Marelli has launched the first power module for motorsports electric and hybrid traction applications completely developed in the company’s Corbetta facility, fully based on Silicon Carbide (SiC) technology and using a new direct cooling solution. This leading-edge system will be the core building block for even more efficient, compact, and lighter inverters.
The new module, called EDI (Enhanced Direct-cooling Inverter), was developed by Marelli Motorsport with the Fraunhofer Institute for Reliability and Micro integration IZM and features an innovative structural design that drastically reduces the thermal resistance between the SiC components themselves and the liquid coolant, thanks to a new baseplate-less solution. The result is an extremely compact power stage, which can exploit the efficiency advantage of Silicon Carbide, allowing vehicle designers more flexibility in packaging, cooling system design, and minimized energy storage.
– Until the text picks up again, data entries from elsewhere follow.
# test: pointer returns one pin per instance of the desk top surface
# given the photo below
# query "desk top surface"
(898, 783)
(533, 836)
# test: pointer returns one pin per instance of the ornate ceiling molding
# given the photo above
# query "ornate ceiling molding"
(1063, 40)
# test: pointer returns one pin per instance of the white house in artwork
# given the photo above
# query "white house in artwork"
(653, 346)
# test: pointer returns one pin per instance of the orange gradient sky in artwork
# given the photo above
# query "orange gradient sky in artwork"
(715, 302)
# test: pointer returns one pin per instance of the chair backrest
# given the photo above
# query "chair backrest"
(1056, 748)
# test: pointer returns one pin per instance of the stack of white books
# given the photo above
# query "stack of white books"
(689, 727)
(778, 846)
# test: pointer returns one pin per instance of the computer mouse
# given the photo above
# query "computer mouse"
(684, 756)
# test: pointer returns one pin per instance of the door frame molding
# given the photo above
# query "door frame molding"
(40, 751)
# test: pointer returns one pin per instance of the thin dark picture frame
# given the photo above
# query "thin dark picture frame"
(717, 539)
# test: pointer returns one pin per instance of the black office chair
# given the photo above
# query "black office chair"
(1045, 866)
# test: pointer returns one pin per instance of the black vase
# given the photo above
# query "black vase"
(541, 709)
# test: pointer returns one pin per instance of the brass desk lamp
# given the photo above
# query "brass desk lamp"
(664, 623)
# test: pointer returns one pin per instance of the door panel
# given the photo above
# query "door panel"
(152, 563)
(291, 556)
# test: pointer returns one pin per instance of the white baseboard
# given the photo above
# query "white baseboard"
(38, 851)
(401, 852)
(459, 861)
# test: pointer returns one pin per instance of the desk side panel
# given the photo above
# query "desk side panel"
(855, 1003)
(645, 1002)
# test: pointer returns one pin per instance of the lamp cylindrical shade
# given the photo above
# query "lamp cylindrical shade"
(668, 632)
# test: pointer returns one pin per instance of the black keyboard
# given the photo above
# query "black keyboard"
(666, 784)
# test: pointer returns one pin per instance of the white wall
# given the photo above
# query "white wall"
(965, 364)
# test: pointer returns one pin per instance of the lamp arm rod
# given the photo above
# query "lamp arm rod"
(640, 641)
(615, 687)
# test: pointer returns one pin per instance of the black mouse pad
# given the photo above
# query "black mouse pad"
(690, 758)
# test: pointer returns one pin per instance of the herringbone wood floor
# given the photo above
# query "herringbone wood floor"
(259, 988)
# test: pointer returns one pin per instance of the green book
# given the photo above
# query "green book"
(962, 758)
In comparison to a Silicon-based design of the same rating, the new technology enables conversion efficiencies of up to 99.5%, 50% reduction in weight and size, and 50% higher heat dissipation into the cooling system.
Over the last years, Silicon Carbide has proven to be a technology of choice for high voltage and high-temperature power electronics devices such as inverters, being able to grant excellent performance in hybrid and full electric applications. The use of SiC Mosfet enables in fact smaller, lighter, and more efficient solutions. These features become even more crucial when it comes to motorsports, where size, weight, and efficiency are definitely major design drivers.
Produced in the cleanroom of Marelli Corbetta facility (Italy), the EDI power module has already successfully undergone a series of reliability qualification tests for motorsports mission profiles, to assess the robustness of the design when subjected to thermal cycles, switching tests, and pressure cycles.
This new significant achievement is a further step forward within Marelli’s ongoing commitment in the field of the electric powertrain, which is focused on developments both for motorsport and road vehicles applications and can rely on the company’s combined expertise in electric drives and thermal energy management systems.